Bild: Do-It-Yourself Fensterlüftungssystem an einer Mainzer Schule, entwickelt…
BERLIN taz | Was manche vor dem neuen Schuljahr befürchtet haben, tritt
gerade in Wuppertal ein. Am letzten Ferientag, [1][dem 17. August], lag die
7-Tage-Inzidenz in der Stadt noch bei 99. Nach acht Schultagen ist sie auf
über 249 angesprungen, der aktuell bundesweit höchste Wert. Und er dürfte
weiter steigen. Denn rund jede zweite Wuppertaler Neuinfektion trifft
Kinder oder Jugendliche – und die wenigsten von ihnen sind bislang geimpft.

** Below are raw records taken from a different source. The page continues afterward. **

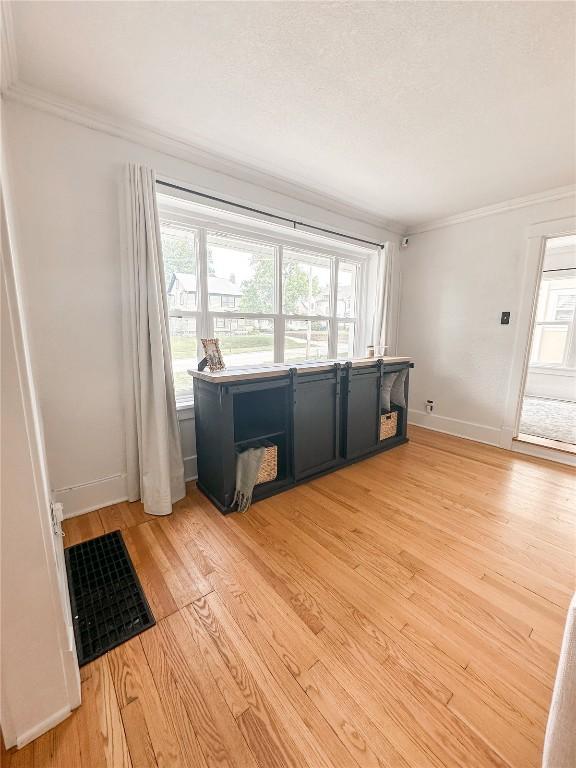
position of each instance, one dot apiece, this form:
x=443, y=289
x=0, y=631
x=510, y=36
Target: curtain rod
x=271, y=215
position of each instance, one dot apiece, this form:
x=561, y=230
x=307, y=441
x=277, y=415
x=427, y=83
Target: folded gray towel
x=248, y=465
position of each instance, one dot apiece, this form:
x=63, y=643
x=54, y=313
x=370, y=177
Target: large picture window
x=267, y=298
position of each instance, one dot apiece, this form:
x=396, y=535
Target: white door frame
x=537, y=234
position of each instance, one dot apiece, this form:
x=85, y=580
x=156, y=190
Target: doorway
x=548, y=408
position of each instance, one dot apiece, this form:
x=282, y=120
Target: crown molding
x=185, y=150
x=9, y=62
x=558, y=193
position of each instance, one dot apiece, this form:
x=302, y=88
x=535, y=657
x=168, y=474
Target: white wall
x=456, y=280
x=66, y=190
x=38, y=667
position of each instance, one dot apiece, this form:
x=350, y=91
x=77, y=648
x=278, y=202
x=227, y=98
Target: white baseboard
x=87, y=497
x=80, y=499
x=543, y=452
x=480, y=433
x=40, y=728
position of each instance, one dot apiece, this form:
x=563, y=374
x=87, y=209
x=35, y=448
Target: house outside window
x=269, y=296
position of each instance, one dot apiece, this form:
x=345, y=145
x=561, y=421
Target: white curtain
x=382, y=323
x=154, y=455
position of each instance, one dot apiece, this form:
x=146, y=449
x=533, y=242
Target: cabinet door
x=316, y=424
x=363, y=413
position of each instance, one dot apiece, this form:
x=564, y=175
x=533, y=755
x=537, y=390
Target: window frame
x=569, y=361
x=183, y=215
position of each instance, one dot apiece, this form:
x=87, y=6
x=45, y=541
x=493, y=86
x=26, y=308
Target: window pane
x=180, y=267
x=305, y=284
x=245, y=341
x=305, y=340
x=185, y=348
x=346, y=297
x=549, y=344
x=240, y=275
x=345, y=347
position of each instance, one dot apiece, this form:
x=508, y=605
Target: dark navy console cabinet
x=320, y=417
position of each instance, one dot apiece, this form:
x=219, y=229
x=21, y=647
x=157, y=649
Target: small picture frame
x=213, y=354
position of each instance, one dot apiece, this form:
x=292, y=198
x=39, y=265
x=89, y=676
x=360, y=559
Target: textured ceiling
x=412, y=111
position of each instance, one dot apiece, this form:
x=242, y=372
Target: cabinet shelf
x=257, y=438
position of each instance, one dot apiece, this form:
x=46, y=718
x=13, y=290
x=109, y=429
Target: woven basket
x=269, y=467
x=388, y=425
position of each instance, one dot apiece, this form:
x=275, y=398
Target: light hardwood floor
x=404, y=611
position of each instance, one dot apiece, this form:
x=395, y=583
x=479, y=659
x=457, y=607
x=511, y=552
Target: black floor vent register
x=108, y=604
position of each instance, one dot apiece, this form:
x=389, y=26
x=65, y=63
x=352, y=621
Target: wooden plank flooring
x=405, y=611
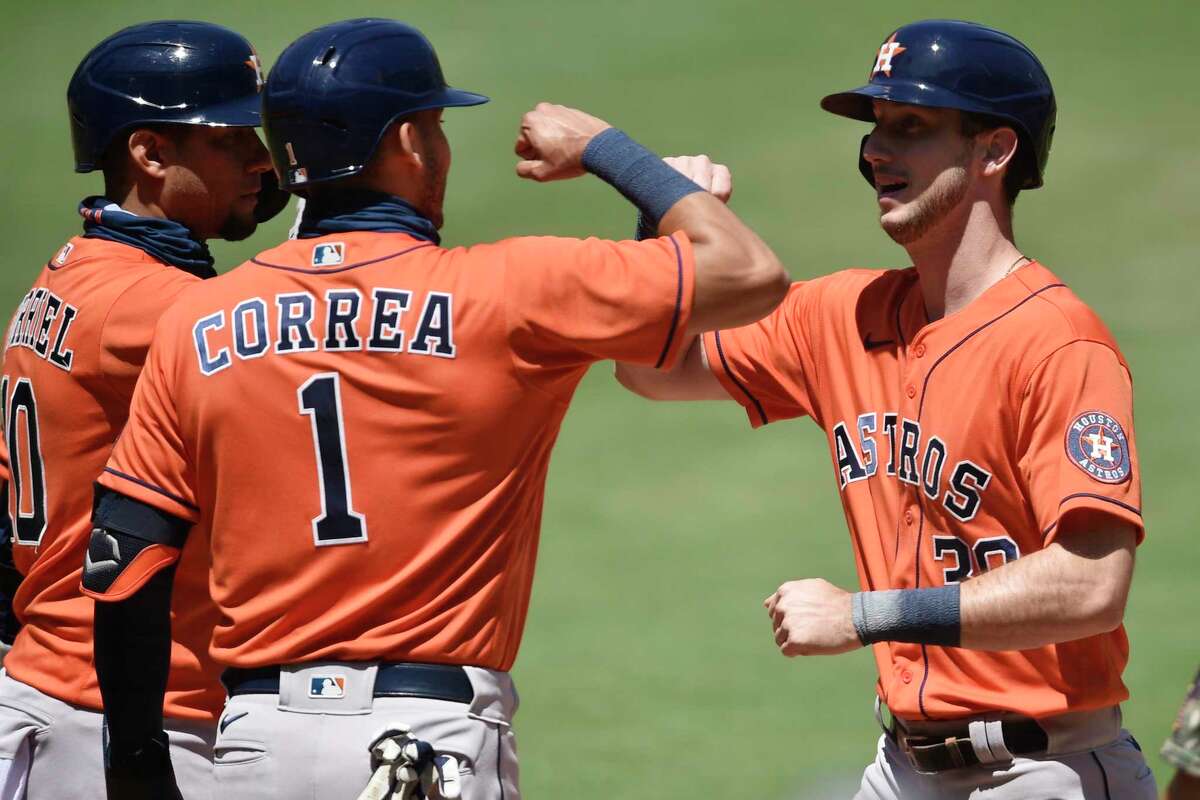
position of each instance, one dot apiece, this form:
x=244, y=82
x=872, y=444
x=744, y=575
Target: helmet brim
x=856, y=103
x=460, y=98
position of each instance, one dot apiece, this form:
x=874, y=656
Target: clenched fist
x=552, y=140
x=813, y=618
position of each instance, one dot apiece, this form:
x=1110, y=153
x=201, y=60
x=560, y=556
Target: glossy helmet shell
x=335, y=90
x=952, y=64
x=169, y=71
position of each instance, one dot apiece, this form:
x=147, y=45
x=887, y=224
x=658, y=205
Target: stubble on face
x=930, y=206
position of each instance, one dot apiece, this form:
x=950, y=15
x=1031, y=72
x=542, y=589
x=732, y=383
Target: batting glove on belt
x=407, y=768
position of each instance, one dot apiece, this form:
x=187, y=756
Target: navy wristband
x=645, y=229
x=913, y=615
x=637, y=173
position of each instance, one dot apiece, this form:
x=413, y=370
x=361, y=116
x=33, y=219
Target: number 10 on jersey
x=321, y=401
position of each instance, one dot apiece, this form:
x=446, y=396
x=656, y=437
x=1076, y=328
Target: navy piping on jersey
x=153, y=488
x=341, y=269
x=1104, y=775
x=921, y=409
x=1095, y=497
x=969, y=336
x=725, y=365
x=675, y=318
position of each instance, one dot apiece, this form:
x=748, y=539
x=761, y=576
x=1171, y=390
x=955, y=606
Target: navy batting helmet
x=181, y=72
x=335, y=90
x=952, y=64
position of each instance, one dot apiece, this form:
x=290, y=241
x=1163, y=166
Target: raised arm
x=1074, y=588
x=738, y=278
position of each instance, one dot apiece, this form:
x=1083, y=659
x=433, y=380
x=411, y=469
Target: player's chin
x=238, y=226
x=899, y=224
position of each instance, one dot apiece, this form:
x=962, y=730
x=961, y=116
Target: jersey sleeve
x=768, y=366
x=1075, y=439
x=149, y=462
x=130, y=325
x=575, y=301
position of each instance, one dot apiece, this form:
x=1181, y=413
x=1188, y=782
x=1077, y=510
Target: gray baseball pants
x=1090, y=758
x=51, y=750
x=300, y=744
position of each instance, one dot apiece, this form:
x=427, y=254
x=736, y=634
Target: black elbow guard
x=130, y=543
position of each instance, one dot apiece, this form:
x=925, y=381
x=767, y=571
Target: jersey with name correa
x=72, y=355
x=957, y=445
x=361, y=425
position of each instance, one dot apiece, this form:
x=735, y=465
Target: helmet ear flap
x=863, y=166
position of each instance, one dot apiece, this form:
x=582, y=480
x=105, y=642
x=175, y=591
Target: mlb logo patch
x=1097, y=444
x=64, y=254
x=329, y=254
x=327, y=686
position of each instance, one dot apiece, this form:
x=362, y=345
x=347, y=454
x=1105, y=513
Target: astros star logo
x=888, y=50
x=257, y=66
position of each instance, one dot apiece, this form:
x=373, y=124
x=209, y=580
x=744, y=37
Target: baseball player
x=357, y=426
x=1182, y=749
x=981, y=429
x=167, y=110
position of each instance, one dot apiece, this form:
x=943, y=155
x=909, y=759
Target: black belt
x=430, y=681
x=953, y=749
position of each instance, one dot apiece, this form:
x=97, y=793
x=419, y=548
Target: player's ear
x=148, y=151
x=409, y=142
x=1000, y=148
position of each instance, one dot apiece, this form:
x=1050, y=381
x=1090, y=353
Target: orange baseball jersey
x=361, y=425
x=958, y=445
x=72, y=356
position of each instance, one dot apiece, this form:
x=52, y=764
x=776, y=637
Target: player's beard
x=929, y=209
x=934, y=204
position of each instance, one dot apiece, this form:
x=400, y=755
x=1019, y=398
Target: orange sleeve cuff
x=677, y=335
x=719, y=366
x=1103, y=504
x=149, y=494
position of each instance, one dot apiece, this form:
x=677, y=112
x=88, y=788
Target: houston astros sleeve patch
x=1097, y=444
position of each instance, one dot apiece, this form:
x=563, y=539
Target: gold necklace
x=1023, y=258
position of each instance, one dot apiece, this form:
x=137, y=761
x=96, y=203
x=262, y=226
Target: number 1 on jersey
x=321, y=401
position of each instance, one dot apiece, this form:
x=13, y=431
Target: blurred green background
x=648, y=667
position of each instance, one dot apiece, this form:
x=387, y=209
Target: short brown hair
x=1019, y=168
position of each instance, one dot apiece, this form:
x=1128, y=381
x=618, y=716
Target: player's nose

„Wir haben Infektionen in allen Schulformen“, sagt Stadtsprecherin Martina
Eckermann der taz. Allein von Montag bis Mittwoch vergangener Woche habe es
an 77 der knapp 100 Schulen Infektionsfälle gegeben. Bei etwa 400
Schüler:innen sei der Schnelltest vor Unterrichtsbeginn bereits positiv
ausgefallen – fast jede:r Zehnte, der in Wuppertal zur Schule geht. Die
hohen Zahlen erklärt Eckermann mit den Reiserückkehr:innen – und der
hochansteckenden Deltavariante.
Das letzte Mal, als Wuppertal über die 200er-Inzidenz gelangte, im April,
schickte der Krisenstab alle Schüler:innen in den Distanzunterricht,
verhängte eine Ausgangssperre ab 21 Uhr und erlaubte Einkäufe nur mit
Termin. Und heute? „Wir überlegen, die 2G-Regel bei Großveranstaltungen
anzuwenden“, sagt Eckermann. Und um die Infektionen an Schulen zu
reduzieren, wolle man bei der Landesregierung eine Freigabe erhalten, dass
auch 12- bis 15-Jährige sich an ihren Schulen impfen lassen können – nicht
nur Schüler:innen ab 16. Wechsel- oder gar Distanzunterricht ist kein
Thema.
## „De facto keine schweren Verläufe“
Damit liegt die Stadt voll auf Linie von Nordrhein-Westfalens
schwarz-gelber Landesregierung. Obwohl die vierte Welle in dem Land [2][so
heftig tobt wie nirgends sonst], hält Familienminister Joachim Stamp (FDP)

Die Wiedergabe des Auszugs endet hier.